Ben Carson provides a Rorschach Blot candidacy, a quixotic campaign with little else to distinguish it beyond the fact that the candidate is a black man who styles himself as a conservative. That his candidacy has as much chance of electoral success as a snowball in hell is of no consequence. By embracing a black candidate we are signaling that we are not, as the Left never tires of telling us, a party of racists. We’ll beat them at their own game.

We survey the field of Republican presidential candidates and squeal in delight that, for a moment at least, it is more racially-diverse than the Democratic field. Ha ha ha! We’ll beat them at their own game.

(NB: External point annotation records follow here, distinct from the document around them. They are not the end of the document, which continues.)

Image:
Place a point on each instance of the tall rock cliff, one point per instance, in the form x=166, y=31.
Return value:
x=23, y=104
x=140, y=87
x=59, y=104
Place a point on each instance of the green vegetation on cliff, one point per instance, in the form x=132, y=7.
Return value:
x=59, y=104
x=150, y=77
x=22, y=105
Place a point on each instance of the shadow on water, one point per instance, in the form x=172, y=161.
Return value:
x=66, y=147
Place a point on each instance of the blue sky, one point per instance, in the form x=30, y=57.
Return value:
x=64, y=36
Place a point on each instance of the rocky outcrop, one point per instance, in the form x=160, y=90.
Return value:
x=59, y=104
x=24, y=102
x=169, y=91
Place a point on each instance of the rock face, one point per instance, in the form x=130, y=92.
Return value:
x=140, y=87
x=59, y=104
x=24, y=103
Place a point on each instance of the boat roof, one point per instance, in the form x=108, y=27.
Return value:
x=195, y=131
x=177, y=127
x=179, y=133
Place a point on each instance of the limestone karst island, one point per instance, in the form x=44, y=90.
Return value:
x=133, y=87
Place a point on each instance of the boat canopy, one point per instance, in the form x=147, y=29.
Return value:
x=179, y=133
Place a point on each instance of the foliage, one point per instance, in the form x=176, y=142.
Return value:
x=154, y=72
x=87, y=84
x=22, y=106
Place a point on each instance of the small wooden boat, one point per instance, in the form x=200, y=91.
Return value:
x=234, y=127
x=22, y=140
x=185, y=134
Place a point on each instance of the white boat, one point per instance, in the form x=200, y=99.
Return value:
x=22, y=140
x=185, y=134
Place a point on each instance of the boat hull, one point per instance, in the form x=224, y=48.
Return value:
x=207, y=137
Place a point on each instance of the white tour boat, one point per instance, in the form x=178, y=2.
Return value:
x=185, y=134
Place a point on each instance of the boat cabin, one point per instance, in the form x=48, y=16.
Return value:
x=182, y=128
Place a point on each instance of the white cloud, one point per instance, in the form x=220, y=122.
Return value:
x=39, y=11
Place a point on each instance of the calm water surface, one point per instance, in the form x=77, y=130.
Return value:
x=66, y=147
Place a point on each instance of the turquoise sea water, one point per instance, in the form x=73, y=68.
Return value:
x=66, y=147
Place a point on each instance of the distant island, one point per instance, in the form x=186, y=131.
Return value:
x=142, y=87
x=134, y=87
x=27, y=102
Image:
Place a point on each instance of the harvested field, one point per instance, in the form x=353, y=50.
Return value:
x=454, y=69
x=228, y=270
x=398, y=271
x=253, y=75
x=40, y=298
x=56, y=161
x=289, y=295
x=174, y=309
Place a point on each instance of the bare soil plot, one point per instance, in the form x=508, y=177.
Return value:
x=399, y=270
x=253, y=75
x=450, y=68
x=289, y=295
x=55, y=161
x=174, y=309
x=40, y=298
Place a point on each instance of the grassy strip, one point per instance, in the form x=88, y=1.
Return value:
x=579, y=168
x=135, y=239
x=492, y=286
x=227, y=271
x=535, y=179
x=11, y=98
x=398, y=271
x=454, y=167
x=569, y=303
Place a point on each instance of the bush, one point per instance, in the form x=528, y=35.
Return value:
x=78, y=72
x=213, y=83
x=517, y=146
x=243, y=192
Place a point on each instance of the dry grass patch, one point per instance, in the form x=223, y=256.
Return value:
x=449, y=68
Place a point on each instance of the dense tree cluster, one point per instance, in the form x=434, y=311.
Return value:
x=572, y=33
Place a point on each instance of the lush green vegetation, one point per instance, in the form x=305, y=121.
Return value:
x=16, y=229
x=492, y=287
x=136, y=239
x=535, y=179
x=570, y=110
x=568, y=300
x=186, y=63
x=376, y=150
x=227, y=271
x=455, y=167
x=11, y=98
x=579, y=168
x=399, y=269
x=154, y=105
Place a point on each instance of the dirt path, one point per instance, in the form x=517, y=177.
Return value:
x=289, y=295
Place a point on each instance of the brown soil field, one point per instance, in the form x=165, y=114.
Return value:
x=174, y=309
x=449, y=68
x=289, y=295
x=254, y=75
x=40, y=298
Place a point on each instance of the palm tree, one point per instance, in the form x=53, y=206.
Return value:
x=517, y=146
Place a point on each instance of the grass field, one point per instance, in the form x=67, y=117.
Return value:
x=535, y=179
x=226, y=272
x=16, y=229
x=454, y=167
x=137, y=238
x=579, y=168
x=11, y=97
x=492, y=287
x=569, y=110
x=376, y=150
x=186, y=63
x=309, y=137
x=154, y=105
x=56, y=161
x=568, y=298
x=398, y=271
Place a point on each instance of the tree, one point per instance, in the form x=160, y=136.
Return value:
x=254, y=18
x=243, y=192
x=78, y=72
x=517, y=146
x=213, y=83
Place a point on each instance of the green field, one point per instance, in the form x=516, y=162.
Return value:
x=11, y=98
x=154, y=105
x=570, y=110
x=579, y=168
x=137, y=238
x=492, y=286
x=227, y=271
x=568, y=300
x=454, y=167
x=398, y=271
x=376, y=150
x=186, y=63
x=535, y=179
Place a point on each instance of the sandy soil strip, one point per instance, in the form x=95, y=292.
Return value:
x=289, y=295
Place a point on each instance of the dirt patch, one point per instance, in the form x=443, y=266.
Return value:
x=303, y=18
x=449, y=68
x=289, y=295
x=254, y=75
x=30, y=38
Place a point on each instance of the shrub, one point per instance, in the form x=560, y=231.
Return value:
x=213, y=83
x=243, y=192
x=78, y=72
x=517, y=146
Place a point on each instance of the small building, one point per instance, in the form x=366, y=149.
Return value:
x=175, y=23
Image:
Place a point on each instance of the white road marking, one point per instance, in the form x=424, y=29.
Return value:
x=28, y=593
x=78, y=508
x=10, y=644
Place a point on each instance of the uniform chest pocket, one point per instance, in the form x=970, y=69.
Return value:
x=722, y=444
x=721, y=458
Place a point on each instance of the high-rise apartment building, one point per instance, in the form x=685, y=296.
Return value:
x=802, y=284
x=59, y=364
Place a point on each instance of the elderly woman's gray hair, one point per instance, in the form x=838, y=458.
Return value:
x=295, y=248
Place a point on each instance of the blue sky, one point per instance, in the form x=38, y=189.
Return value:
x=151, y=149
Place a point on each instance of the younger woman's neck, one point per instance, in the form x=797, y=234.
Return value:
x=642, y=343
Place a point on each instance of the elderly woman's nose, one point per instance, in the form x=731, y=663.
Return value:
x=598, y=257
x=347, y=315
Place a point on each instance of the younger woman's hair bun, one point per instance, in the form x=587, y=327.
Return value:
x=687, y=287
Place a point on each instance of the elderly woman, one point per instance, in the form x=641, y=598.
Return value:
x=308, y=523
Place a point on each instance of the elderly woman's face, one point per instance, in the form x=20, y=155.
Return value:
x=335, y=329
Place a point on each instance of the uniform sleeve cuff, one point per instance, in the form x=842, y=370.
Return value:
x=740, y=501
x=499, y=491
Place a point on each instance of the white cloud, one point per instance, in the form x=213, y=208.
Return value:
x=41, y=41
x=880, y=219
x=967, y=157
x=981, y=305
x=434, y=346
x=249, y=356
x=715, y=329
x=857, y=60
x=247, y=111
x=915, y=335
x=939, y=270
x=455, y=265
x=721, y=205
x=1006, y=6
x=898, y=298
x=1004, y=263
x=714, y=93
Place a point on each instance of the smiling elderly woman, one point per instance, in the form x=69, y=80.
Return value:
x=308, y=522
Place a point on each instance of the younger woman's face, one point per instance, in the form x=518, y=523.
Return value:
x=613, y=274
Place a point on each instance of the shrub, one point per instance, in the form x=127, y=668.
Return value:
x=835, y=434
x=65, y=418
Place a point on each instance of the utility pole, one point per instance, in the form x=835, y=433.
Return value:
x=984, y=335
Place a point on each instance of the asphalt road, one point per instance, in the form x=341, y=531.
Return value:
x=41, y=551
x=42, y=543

And then we mock the Democratic front runner’s age, as well. We’ll beat them at their own game.

And so on and so forth. The recurring theme is that we will fight fire with fire, turn Leftist narratives back on themselves, highlight the Left’s hypocrisy, and function as an army of mini-Breitbarts. Onward conservative warriors! We’ll beat them at their own game.

If only.

Here’s the rub: It won’t work, and it will backfire. It is backfiring now.

Identity politics are a peculiarly Leftist, and particularly toxic, implicit rejection of Martin Luther King, Jr.’s “content of character”:

Historian Arthur Schlesinger, Jr. discussed identity politics extensively in his book The Disuniting of America. Schlesinger, a strong supporter of liberal conceptions of civil rights, argues that a liberal democracy requires a common basis for culture and society to function.

In his view, basing politics on group marginalization fractures the civil polity, and therefore works against creating real opportunities for ending marginalization. Schlesinger believes that “movements for civil rights should aim toward full acceptance and integration of marginalized groups into the mainstream culture, rather than…perpetuating that marginalization through affirmations of difference.”

As Dennis Prager puts it, “Out of many, one” has become “Out of one, many.” And when we play the identity politics game, we accelerate that Balkanizing political devolution.

Rather than explicitly confronting and overturning identity politics, we tacitly accept the Left’s field of argument; to win a few emotionally-satisfying battles, we give up any hope of winning the war.

Conservatism is about nothing if not content of character. We would do well to remember it, when we feel tempted to carelessly buy into Leftist narratives.


One Response to Identity Politics: Playing a Rigged Game

  1. Teresa Hutchison says:

    You are right. The temptation to throw their tactics back in their faces is understandable, but, in the end, probably futile. If it would get them to stop, it might be useful to do. However, I do think the left are married to the practice of identity politics.